Source: Saintpatrickdc.org



Etymology: From the Greek name Στεφανος meaning "crown".

SHORT BIOGRAPHY

It was Stephanie's o Stephana’s good fortune always to live with holy people and to have the edifying example of many holy friends.

Born 1457 at Soncino, Italy to pious parents; her father became a Dominican tertiary while Stephana was very young. She was taught her catechism by the stigmatic Blessed Matthew Carrieri who lived at the nearby Dominican convent; though she was too small to understand, he told her that she was to be his spiritual heiress. She began receiving visions of Dominican saints from age seven, at which point she made personal vows of poverty, chastity and obedience.

When Stephana was 14, Blessed Matthew Carrieri died, and, shortly thereafter, appeared to her. Wounded with a terrible pain, the girl realized that she had received the sacred stigmata. This was the legacy the Blessed Matthew had promised her. Now she intensified her penances, and she meditated almost ceaselessly on the Passion. In addition to her physical endurance of the Passion, she had to undergo a spiritual desolation and dryness. This aridity lasted forty years.
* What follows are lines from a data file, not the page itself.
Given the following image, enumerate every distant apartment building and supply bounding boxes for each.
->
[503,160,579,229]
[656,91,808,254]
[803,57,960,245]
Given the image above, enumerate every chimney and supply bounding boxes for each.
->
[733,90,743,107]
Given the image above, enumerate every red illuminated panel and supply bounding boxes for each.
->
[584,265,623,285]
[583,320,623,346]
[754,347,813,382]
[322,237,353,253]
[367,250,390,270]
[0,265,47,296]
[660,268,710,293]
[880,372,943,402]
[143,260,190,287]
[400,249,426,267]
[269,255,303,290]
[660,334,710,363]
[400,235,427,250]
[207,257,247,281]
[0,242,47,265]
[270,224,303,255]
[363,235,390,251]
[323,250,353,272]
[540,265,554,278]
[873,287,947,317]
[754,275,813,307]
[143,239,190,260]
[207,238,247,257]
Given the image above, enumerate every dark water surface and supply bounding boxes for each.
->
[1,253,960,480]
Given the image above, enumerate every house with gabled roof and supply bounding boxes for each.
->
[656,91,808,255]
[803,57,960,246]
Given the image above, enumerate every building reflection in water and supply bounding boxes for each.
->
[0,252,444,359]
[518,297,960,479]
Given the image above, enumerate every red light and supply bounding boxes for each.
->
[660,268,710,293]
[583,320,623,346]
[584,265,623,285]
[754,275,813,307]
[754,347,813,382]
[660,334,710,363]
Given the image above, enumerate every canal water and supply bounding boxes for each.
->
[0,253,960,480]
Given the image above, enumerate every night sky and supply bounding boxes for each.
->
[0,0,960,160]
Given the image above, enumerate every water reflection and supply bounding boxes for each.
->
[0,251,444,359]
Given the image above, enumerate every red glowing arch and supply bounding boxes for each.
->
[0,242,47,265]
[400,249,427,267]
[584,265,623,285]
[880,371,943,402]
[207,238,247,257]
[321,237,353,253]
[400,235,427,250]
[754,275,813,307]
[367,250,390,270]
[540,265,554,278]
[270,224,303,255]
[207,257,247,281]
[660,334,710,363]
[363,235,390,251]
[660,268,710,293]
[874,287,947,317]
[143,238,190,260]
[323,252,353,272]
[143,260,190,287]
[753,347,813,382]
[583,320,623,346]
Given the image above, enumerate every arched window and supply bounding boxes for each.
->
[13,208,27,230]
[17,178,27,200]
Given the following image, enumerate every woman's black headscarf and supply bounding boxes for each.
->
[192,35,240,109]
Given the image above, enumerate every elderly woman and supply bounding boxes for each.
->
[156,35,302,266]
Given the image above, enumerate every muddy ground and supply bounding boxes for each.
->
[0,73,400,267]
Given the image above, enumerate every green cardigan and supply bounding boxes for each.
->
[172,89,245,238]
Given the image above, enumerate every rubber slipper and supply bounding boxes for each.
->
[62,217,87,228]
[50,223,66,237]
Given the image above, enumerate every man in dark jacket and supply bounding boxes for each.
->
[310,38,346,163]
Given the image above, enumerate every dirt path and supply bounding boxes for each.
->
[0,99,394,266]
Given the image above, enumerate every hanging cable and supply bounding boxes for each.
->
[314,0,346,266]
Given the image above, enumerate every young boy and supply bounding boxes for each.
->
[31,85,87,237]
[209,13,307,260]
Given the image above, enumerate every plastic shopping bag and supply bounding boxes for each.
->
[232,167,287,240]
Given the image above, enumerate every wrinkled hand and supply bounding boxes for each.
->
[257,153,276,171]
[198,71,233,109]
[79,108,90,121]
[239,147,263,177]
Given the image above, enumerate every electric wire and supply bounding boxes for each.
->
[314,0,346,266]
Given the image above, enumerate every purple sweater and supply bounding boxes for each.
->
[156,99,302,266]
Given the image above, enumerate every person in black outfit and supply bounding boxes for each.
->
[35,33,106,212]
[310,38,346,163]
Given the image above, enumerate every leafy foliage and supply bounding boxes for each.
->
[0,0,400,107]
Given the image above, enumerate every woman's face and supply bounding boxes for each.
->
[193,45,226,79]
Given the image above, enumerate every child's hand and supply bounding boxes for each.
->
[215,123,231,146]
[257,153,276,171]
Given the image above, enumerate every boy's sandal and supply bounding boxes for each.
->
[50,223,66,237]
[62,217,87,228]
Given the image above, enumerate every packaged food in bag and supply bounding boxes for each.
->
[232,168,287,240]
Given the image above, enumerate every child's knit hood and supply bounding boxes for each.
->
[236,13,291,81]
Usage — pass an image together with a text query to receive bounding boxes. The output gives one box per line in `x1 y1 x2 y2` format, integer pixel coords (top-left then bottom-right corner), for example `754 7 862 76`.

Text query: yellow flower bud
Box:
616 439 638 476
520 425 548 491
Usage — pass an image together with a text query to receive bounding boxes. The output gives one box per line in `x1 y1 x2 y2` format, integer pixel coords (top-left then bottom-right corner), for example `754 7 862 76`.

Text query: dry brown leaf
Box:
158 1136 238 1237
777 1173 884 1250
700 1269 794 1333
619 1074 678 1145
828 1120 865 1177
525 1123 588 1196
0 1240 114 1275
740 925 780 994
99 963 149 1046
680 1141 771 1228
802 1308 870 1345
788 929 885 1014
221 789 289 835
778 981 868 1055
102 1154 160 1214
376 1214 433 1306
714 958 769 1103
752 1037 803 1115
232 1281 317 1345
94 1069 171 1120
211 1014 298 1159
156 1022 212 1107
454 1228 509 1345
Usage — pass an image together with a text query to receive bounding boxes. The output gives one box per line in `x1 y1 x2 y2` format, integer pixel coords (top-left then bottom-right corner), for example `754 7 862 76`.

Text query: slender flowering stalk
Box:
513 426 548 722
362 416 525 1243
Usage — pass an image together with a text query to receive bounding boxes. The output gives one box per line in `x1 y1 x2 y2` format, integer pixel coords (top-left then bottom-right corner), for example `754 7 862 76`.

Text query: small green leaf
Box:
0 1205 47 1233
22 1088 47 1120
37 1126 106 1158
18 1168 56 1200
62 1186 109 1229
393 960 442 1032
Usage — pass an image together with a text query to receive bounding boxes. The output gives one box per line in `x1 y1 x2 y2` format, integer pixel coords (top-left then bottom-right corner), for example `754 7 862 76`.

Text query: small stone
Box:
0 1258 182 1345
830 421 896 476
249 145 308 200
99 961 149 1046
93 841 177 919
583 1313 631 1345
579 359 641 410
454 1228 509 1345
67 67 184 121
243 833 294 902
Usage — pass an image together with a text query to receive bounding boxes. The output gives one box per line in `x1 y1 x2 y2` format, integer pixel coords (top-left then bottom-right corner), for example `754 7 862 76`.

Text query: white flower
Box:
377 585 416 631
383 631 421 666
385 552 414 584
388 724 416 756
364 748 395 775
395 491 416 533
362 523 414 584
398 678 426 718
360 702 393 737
At age 15, Stephana was given the Tertiary habit of the Dominicans at Soncino and devoted herself to ministering to the poor and sick. Some years later, she founded a community (San Paolo) of Third Order sisters in her native town of Soncino and became its first abbess. As a Tertiary, she had been able to go out to minister to others; as a member of a regular community, she continued her charity, dispensing both material and spiritual riches. People of all classes came to consult her and ask for her prayers; Saint Angela Merici and the Dominicans, Augustine of Biella and Blessed Osanna of Mantua, were among these.

She lived in constant union with God, and her every action had upon it the imprint of His favors. Keeping an almost perpetual fast, she punished her body with instruments of penance. Her devotion to the Blessed Sacrament and to the Passion of Our Lord was intense. She could discuss the most profound truths of mystical theology, and had the ability to read the hearts and minds of those around her, and to prophesy future events. She was credited with performing numerous miracles of healing.

Of the saints of the order to whom she had a great devotion, she was particularly drawn to Saint Thomas Aquinas, for one time, to overcome temptation of thought against purity, she threw herself upon a cartload of thorns. Rising exhausted from this penance, she prayed fervently to Saint Thomas, and, like that great saint, she was girded by angels with a cord, which they tied so tightly around her waist that she cried out in pain.

Though she had no formal theological training, she could discuss mystical theology at the most profound level. She could read the hearts and minds of the people around her, and had the gift of prophecy and healing. She lived in a nearly continuous fast, and inflicted severe penances on herself. Stephana accurately predicted the date of her own death on 2 January 1530 of at Soncino, Italy of natural causes.